Lets now upload the Vegetation classification layer NVIS from EcoCommons.

NVIS1 <- raster("raw_data/nvis-2020-90m_aus6_0e_mvg_amvg.tif")

Each grid cell value should correspond to one of these categories.

freq(NVIS1)
freq(NVIS1,value=44)

Habitat of frog - it is hard to see one of these classes being super helpful, class 44 freshwater did not return anything. If we did use it we need to be careful changing the resolution because these are categorical variables (use nearest neighbor when changing resolution).

Random useful tidbit: A handy function to clip points to a polygon

clipped_points <- spatial_point_file[polygon_file, ]

to get a wetland file. The steps below might not work, alternatively load wet_cov.asc file from the scripts folder

These steps take too long to run here, so we supply the wetland layer, steps are below download an Australia wetland shapefile from here, select 1 0.1 degree grid that covers Australia, read in Wetland polygones

wetland <- st_read("SurfaceHydrologyPolygonsNational.gdb")

then turn polygons into raster. The argument getCover in the rasterize function calculates the area of each cell covered by wetland

wet_cov <- rasterize(wetland,Point1_degree_grid,getCover=TRUE)

for this variable it would have made more sense to source a polygon layer of freshwater only wetland. Here we are simply going to download the wet_cov.asc:

wet_cov <- raster("https://drive.google.com/file/d/1mUWoc7f8nuSw4cmdwsxiWwt5gdXVohOb/view?usp=sharing")
wetland1 <- raster('raw_data/wet_cov.asc')
crs(wetland1) <- "+proj=longlat +datum=WGS84 +no_defs"
wetland2  <- projectRaster(wetland1,base)
wetland3 <- mask(wetland2,base)
plot(wetland3)

Here we use the focal function (a neighborhood function) to transform each grid cell value to the sum of the central cell and all cells 5 cells away surrounding that central cell this is a surrogate of connectivity, isolated wetlands will have lower values.

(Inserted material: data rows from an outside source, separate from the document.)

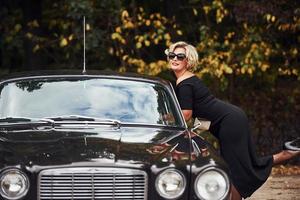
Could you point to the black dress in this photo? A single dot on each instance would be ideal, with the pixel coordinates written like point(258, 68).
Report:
point(230, 125)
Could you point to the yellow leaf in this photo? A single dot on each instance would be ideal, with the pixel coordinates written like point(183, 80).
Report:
point(118, 29)
point(167, 36)
point(36, 47)
point(88, 27)
point(138, 45)
point(114, 36)
point(125, 14)
point(147, 43)
point(148, 22)
point(268, 16)
point(124, 57)
point(18, 27)
point(63, 42)
point(273, 18)
point(195, 12)
point(29, 35)
point(179, 32)
point(70, 38)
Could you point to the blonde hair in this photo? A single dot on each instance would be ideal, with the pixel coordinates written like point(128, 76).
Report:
point(190, 50)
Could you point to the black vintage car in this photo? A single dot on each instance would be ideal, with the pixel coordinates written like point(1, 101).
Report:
point(101, 136)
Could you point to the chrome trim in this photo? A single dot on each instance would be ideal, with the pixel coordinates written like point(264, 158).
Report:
point(92, 183)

wetland_connectivity <- focal(wetland3, w=matrix(1, nrow=11, ncol=11),fun=sum,na.rm=TRUE)
plot(wetland_connectivity)

Write rasters if needed:

writeRaster(wetland_connectivity,
            "predictors/wetland_connectivity.asc")
writeRaster(wetland_connectivity,
            "predictors_future/wetland_connectivity.asc")

Data comes in many formats, and uploading often requires different mehtods NetSDF files are increasingly common, below is a sript to bring in that file type

First we load days of maximum temperature data with that subset of data having the varname=“tmax”

require(sf)
require(ncdf4)
require(rasterVis)
require(raster)

MXtemp <- brick("Terraclim_EY_NSW.nc", 
                varname="tmax") #this NetCDF file includes many 
MXtemp_mean <- mean(MXtemp) #if we just want one layer which is the mean of those daily totals

Days of maximum temperature data with that subset of data having the varname="tmax".

We will now download a vegetation greenness index from EcoCommons.

EVI1 <- raster("https://api.data-ingester.app.ecocommons.org.au/api/data/34ab5ea6-650f-503f-9446-88d0ae9effe1/download/ndlc-2004-250m_trend-evi-mean.tif")

Process it as previous layers:

EVI2  <- projectRaster(EVI1,base)
EVI3 <- mask(EVI2,base)
plot(EVI3)
EVI <- EVI3

writeRaster(EVI,"predictors/EVI.asc")
writeRaster(EVI,"predictors_future/EVI.asc")

Here we just show how to bring in current and future data from EcoCommons after looking at correlations between bioclim variables this one was dropped.

Bioclim01_1 <- raster("https://api.data-ingester.app.ecocommons.org.au/api/data/90317596-ddef-5666-91c5-9cbc25c24fbc/download/current_1976-2005_bioclim-01.tif")
Bioclim01_2  <- projectRaster(Bioclim01_1,base)
Bioclim01_3 <- mask(Bioclim01_2 ,base)
plot(Bioclim01_3)
Bioclim01 <- Bioclim01_3
writeRaster(Bioclim01,"predictors/Bioclim01.asc")

We will not write the bioclim data to the predictions_future folder because we have separate future climate predictions we can use. We do not have future predictions for EVI or Wetlands so we are assuming those things will stay the same in the future, the names of the future variables need to be the same as the current time variable names in order for the predict function to work, so just be sure to keep the different variables with the same name in different folders.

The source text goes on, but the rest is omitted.